[MonetDB-users] Xquery Standoff Annotation Success Stories? GATE too?
Hello, I am looking for information and experiences with monetdb's standoff annotation extension for Xquery. In particular, I'm looking for a way to more flexibly and conveniently search through documents I've manually annotated for semantic content using GATE (General Architecture for Text Engineering), which has its own standoff format. Has anyone had success in querying GATE documents using monetdb xquery with the standoff extension? If not GATE, what are people using to produce the standoff notation? thank you, -david David Epstein PhD Candidate Urban & Regional Planning University of Michigan USA
Hello David,
Thanks for your interest in MonetDB/XQuery.

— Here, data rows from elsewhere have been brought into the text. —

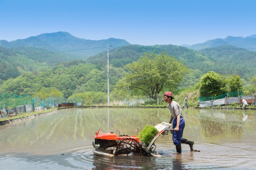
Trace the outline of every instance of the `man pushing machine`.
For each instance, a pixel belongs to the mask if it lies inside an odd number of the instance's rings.
[[[168,108],[171,113],[171,118],[169,123],[172,123],[172,129],[174,132],[172,134],[173,143],[176,147],[176,150],[178,153],[181,153],[181,144],[185,143],[189,145],[190,151],[194,150],[193,145],[194,142],[189,141],[182,138],[183,130],[185,127],[185,121],[181,113],[181,108],[179,104],[174,101],[172,101],[174,98],[172,97],[172,93],[167,92],[164,94],[164,100],[166,103],[168,103]]]

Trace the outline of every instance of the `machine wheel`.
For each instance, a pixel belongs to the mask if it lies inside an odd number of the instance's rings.
[[[135,155],[142,154],[142,147],[139,143],[133,138],[127,138],[121,141],[117,145],[114,154],[118,155],[133,153]]]

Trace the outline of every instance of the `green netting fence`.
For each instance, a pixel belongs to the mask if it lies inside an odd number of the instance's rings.
[[[164,94],[156,94],[153,96],[118,96],[111,94],[110,96],[110,106],[133,105],[166,105],[164,100]],[[174,96],[174,100],[183,104],[184,96]],[[83,106],[106,106],[108,104],[108,96],[100,98],[84,100]]]
[[[216,99],[223,99],[225,97],[238,97],[239,96],[244,96],[244,94],[243,93],[238,92],[236,91],[232,92],[231,93],[228,93],[226,94],[223,94],[220,96],[212,96],[212,97],[199,97],[199,100],[200,100],[200,102],[206,102],[210,100],[215,100]]]
[[[31,96],[22,95],[18,96],[16,94],[4,94],[0,95],[0,108],[14,108],[16,106],[24,104],[32,104]]]

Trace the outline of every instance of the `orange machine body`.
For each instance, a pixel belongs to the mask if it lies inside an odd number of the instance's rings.
[[[115,133],[103,133],[94,136],[95,139],[105,139],[105,140],[123,140],[126,138],[132,138],[134,139],[137,142],[140,141],[140,139],[138,137],[136,137],[136,136],[133,135],[132,136],[121,136],[119,137]]]

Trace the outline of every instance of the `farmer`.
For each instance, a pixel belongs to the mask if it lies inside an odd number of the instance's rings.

First of all, I am not aware of success stories about querying GATE
annotations, but then again, I am also not aware of any attempts to
query GATE annotations, and I think I probably would have known if
there were any.
The stand-off axes supported in MonetDB/XQuery are fairly generic in
the way that they allow for querying over a separate linear dimension
(whether they represent timestamps, positions in text, or
byte-offsets). The stand-off extensions that MonetDB/XQuery provides
merely provide convenient access to query for overlap and inclusion
for ranges in this dimension (/select-wide::* and /select-narrow::*).
Both operators can be easily written down in plain XQuery (would look
something like: for $other in $candidates for $item in $source where
$item/@start > $other/@start and $item/@end < $other/@end return
$item).
The benefit of the stand-off extensions in MonetDB/XQuery is two-fold:
convenient notation, and optimized processing (special indices are
created such that querying GB's of stand-off XML can be done in
interactive time). The current implementation only recognizes the
notation in which a stand-off range of an XML-element is expressed
with two XML-attributes with numeric values indicating start and end
of the range. So in your case you probably would need to convert the
GATE annotations to this format. By the way: the names of the
XML-attributes can be configured in MonetDB.conf.

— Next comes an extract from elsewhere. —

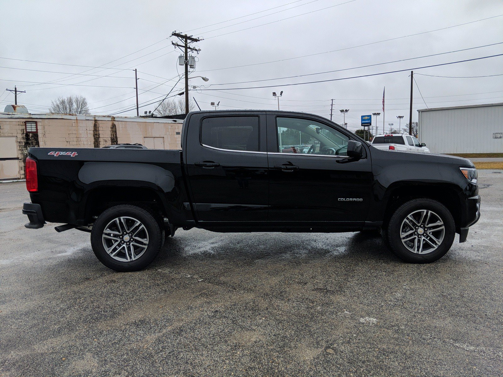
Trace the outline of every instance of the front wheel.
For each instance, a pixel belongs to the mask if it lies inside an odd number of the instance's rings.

I hope this answers your question, and I hope you can determine
whether MonetDB/XQuery is suited for your needs. Please let me know if
you have more questions. I would also be keen to hear about and/or
help out with querying GATE using the stand-off extensions.
Greetings,
Wouter
2010/2/23 David Epstein
Hello,
I am looking for information and experiences with monetdb's standoff annotation extension for Xquery.
In particular, I'm looking for a way to more flexibly and conveniently search through documents I've manually annotated for semantic content using GATE (General Architecture for Text Engineering), which has its own standoff format. Has anyone had success in querying GATE documents using monetdb xquery with the standoff extension?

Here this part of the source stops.